Protest. Moroccan alcohol, hospitality, and tourism federations have submitted an open letter of protest to the Moroccan House of Representatives over draft legislation prohibiting alcohol advertising submitted by the Islamist PJD party. Instead, the letter suggests, officials would submit legislation creating awareness programmes and support for alcohol-related health issues.

Recently, the Russian State Duma reportedly passed on first reading legislative amendments that would prohibit all alcohol advertising in online media. And, in Bolivia, the Senate passed legislation banning alcohol advertising from media outlets from 1800 hours to 2100.

The play’s the thing. The Karnataka State Temperance Board in Bangalore, India, has organised an awareness campaign that encourages residents and youth to abstain from consuming alcohol. The effort will focus on 30 villages in Uttara Kannada and Chamarajanagar and will include street theatre productions to reinforce the campaign’s messages.

Educational campaigns can play an important role in providing information to youth about drinking patterns and outcomes, particularly if the campaigns are culturally appropriate and provide accurate and balanced information about social and health implications.

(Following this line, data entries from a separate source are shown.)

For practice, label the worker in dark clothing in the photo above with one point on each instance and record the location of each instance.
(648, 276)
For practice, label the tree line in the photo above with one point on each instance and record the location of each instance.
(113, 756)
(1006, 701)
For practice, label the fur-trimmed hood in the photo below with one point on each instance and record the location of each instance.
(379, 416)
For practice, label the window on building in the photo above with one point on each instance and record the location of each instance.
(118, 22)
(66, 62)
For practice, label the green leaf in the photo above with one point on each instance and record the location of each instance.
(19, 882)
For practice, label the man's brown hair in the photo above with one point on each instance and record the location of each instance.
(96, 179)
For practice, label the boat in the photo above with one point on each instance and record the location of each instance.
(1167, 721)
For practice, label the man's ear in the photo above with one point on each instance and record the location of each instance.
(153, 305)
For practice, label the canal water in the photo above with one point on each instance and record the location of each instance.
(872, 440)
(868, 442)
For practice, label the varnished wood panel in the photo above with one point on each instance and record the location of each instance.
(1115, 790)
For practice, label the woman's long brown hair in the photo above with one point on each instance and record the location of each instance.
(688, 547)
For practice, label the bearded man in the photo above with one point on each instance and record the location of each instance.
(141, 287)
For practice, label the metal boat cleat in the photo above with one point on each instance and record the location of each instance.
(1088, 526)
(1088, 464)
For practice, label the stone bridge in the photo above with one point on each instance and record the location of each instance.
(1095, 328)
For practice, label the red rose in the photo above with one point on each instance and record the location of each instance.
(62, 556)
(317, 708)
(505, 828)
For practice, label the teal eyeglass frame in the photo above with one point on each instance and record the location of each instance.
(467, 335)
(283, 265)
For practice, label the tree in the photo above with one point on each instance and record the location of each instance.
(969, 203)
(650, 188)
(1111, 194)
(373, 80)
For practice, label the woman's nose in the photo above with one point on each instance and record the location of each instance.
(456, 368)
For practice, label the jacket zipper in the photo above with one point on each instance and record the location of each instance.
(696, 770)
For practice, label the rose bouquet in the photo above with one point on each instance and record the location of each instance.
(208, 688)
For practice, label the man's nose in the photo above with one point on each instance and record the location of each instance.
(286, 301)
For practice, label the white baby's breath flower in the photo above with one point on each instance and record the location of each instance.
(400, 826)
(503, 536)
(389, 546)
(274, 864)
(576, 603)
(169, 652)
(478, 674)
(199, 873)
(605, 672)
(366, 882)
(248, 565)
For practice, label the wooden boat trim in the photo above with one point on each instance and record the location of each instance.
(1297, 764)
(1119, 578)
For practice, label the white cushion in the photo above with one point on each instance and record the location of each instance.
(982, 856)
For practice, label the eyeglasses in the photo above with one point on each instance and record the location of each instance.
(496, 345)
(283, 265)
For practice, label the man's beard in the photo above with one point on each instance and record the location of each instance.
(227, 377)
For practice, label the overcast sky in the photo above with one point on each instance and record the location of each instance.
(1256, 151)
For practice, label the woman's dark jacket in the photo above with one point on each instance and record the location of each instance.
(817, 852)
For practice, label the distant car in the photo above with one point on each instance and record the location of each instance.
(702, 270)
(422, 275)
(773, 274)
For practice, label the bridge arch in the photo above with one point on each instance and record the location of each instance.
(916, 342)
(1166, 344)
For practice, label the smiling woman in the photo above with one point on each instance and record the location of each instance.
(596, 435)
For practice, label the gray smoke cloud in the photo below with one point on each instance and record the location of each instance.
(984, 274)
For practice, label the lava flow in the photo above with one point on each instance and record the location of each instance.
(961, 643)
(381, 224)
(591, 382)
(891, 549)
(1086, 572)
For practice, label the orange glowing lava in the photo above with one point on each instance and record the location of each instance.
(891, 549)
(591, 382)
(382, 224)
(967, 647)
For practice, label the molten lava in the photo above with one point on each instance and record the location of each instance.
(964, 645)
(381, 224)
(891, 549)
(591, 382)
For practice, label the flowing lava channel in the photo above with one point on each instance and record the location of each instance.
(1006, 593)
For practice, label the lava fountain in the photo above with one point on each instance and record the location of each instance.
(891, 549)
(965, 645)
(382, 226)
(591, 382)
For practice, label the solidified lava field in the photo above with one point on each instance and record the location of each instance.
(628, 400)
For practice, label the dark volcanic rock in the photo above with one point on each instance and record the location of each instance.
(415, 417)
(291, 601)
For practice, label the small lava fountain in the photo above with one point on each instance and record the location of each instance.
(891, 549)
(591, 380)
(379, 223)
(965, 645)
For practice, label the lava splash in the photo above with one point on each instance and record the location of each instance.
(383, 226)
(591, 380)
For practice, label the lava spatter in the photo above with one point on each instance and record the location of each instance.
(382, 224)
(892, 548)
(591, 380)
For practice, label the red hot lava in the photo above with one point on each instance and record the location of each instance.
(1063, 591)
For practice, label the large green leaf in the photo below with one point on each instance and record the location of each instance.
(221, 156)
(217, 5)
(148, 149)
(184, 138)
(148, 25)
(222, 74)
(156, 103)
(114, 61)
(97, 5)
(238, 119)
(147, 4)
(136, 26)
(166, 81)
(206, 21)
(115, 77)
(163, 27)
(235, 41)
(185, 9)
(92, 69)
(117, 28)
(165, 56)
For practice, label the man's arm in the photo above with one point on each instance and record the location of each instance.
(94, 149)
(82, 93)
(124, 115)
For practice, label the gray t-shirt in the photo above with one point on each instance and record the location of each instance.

One month. In Fukuoka, Japan, Mayor Soichiro Takashima has prohibited all of the municipality’s public servants from consuming alcohol in public places for one month. The policy was announced following several incidences of alcohol-related disorder involving senior city employees, and Takashima said that the prohibition was to act as a deterrent for other city employees. 

While the Fukuoka drinking prohibition was instituted as a reaction to scandal, employers do need to address alcohol-related harms in the workplace to protect employees’ health and occupational safety. By providing clear and enforced standards of conduct and employer-sponsored alcohol education programmes, as well as targeted interventions for at-risk employees, employers can create a safer and more productive work environment.

And finally…

Olympic. The Russian Government has banned alcohol consumption by members of Russia’s Olympic Delegation while attending the Olympic Games in London next month. In addition, four hospitality venues run by Russian Olympic Committee officials during the Games also have stated they will not sell or offer alcohol beverages at their venues.

Kommersant reports that the prohibition will include banning committee members from toasting medal-winning athletes. The newspaper also writes that the decision was made in response to the "disastrous results" of the Russian team at the 2010 Winter Games in Vancouver, where Russian athletes won only 14 medals out of a predicted total of 50.

The International Center for Alcohol Policies (ICAP) is a not-for-profit organisation supported by major international producers of beverage alcohol. Established in 1995, ICAP’s mission is to promote understanding of the role of alcohol in society and to help reduce harmful drinking worldwide. ICAP’s efforts to foster dialogue and partnerships in the alcohol policy field are shaped by its commitment to pragmatic and feasible solutions to reducing harm that can be tailored to local and cultural considerations and needs. ICAP has been recognised by the United Nations Economic and Social Council (UN ECOSOC) as a non-governmental organisation in Special Consultative Status.